Ipsos and The Trust Project identified four major factors impacting the future of truth and trust in the media.
During a scenario-planning exercise conducted with publishers from The Trust Project’s global partners, the group highlighted: a struggling business model, disinformation, technology that is changing how we get our news, and nativist and populist beliefs, much of that boiled down to a central question of access to quality sources.
A chief concern in the group was the spread of so-called fake news, which really is better called disinformation. It is truly viral content in that it spreads quickly — six times faster than truth, according to a study from the Massachusetts Institute of Technology — and can cause varying degrees of harm to the body politic.
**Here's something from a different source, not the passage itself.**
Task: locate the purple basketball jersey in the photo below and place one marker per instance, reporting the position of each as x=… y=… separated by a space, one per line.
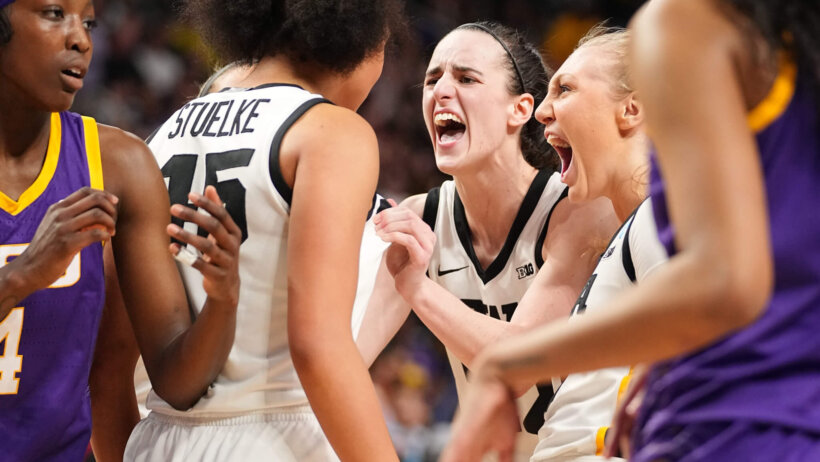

Disinformation itself is a problem, but so too is the ability of people to discern truth from fiction. People are far more confident they can spot fake news than they are that their neighbor can, according to a two-part Ipsos Global Advisor survey, the results of which were published in a report called, “Trust Misplaced? A Report from Ipsos and The Trust Project on the Future of Trust in Media.” In every region, it’s a fairly consistent two-to-one margin of self-confidence.
News consumers are faced with an onslaught of media. Most reported getting news from a wide range of media types at least three to five times a week. In most countries, majorities said they get news from television and social media daily. Not all of that is quality news reported by professional journalists working for reputable outlets.
The ability to sift through all of this and find the truth is hard on a good day. Add in the fake news, outright propaganda campaigns from other nations and a rising chorus of “trust no one” voices and it’s easy to see how our foundational institutions can start failing in their missions to inform and educate.
So how can the media and the tech platforms on which they get much of their news teach people to place their trust in truth-telling platforms? That’s one problem The Trust Project is working to solve with its established Trust Indicators.
More broadly, it’s a conversation we should all be having because truth impacts how we all tell our stories, be they personally, as media organizations, or as brands.